The foregoing presents PPP loan eligibility challenges for private equity or venture capital-backed businesses.
An individual or entity is an affiliate of a prospective PPP loan borrower that owns or has the power to control more than 50% of the voting equity securities of such prospective PPP loan borrower. Generally, the SBA will treat convertible securities (including options and warrants) in the calculation of voting equity securities. As a result, employees of a majority-owned portfolio company will be aggregated with all employees within the affiliate family and would be deemed to be part of prospective PPP loan borrower to determine eligibility for a PPP loan.

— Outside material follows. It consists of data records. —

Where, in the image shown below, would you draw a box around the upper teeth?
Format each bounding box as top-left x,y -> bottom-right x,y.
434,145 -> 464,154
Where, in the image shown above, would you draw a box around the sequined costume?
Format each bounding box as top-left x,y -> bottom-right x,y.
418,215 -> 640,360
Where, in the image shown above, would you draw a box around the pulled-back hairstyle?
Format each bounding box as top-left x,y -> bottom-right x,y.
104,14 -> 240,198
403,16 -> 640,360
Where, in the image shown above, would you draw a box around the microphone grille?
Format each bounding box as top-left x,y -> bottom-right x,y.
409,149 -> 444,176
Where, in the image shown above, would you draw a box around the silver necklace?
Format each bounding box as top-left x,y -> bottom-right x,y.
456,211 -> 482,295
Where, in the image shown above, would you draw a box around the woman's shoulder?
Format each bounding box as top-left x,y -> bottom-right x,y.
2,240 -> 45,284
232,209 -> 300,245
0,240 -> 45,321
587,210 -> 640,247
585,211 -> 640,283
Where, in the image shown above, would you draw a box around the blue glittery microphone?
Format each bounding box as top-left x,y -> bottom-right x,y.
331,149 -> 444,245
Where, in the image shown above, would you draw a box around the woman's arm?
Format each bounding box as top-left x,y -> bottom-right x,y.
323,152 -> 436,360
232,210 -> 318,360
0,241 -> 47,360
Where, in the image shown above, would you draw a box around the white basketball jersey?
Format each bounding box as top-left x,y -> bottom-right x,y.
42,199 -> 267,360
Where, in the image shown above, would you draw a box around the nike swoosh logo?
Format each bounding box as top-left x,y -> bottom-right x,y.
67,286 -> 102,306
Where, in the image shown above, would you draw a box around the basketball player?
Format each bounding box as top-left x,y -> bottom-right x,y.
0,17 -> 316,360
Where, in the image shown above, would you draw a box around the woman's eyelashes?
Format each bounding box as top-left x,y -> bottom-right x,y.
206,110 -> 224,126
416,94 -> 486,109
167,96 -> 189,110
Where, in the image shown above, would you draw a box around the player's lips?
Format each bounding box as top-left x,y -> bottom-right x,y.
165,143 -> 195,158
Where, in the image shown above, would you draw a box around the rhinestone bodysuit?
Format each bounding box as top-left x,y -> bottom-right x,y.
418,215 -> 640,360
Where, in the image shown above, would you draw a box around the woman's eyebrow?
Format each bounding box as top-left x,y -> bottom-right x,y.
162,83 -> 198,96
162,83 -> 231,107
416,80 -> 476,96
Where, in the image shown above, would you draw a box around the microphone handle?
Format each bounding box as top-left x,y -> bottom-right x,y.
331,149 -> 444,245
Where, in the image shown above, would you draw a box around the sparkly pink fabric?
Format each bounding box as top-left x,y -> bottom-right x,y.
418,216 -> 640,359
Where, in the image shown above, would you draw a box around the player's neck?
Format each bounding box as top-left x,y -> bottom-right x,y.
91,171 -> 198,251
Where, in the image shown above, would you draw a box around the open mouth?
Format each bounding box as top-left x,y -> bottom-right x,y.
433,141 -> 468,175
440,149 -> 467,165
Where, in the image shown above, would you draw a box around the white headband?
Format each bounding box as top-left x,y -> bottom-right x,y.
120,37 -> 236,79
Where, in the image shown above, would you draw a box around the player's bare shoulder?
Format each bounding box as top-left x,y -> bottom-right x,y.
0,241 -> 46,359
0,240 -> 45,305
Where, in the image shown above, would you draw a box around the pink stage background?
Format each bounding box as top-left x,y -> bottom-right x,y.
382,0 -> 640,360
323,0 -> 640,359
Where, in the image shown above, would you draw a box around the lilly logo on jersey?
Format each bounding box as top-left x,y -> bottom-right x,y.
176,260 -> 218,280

A minority investor is deemed to be in control, if that individual or entity has the ability, under a prospective PPP loan borrower’s charter, by-laws, or other agreement, to prevent a quorum or otherwise block certain actions by the board of directors or stockholders. SBA guidance suggests that if an individual or entity has the power to authorize or block a borrower from taking certain actions, including the below, that constitutes control and an affiliate relationship:
- payment of dividends or making of distributions
- hiring and firing executives
- determining executive or employee compensation
- establishing/amending incentive equity plans
- budgeting and expenditure decisions
- borrowing or issuing guarantees
- changing the strategic direction of the business
- entering into or amending contracts or joint ventures
- amending or terminating leases
- bringing or defending lawsuits
To the extent that a prospective borrower’s governance documents give an individual or entity the right to control any of these decisions, such borrower should discuss these concerns with their investors and consider amending these rights. The SBA has recently noted that if these rights are irrevocablywaived or relinquished by the investor holding such rights, then such investor will not be deemed an affiliate.
In contrast, SBA guidance suggests that certain extraordinary actions are deemed to not constitute control, including the following:
- changing the nature or amount of capital contributions to a company
- changing a company’s line of business (as opposed to only changing business strategy)
- changing the amount or classification of a company’s authorized capital
- changing the number of directors
- encumbering substantially all of a company’s assets
- disposing of a company’s good will
- entering into a confession of judgment
These affiliation rules are fact-specific and should be reviewed carefully, as prospective PPP borrowers must certify to their lender that the SBA’s size guidelines are satisfied.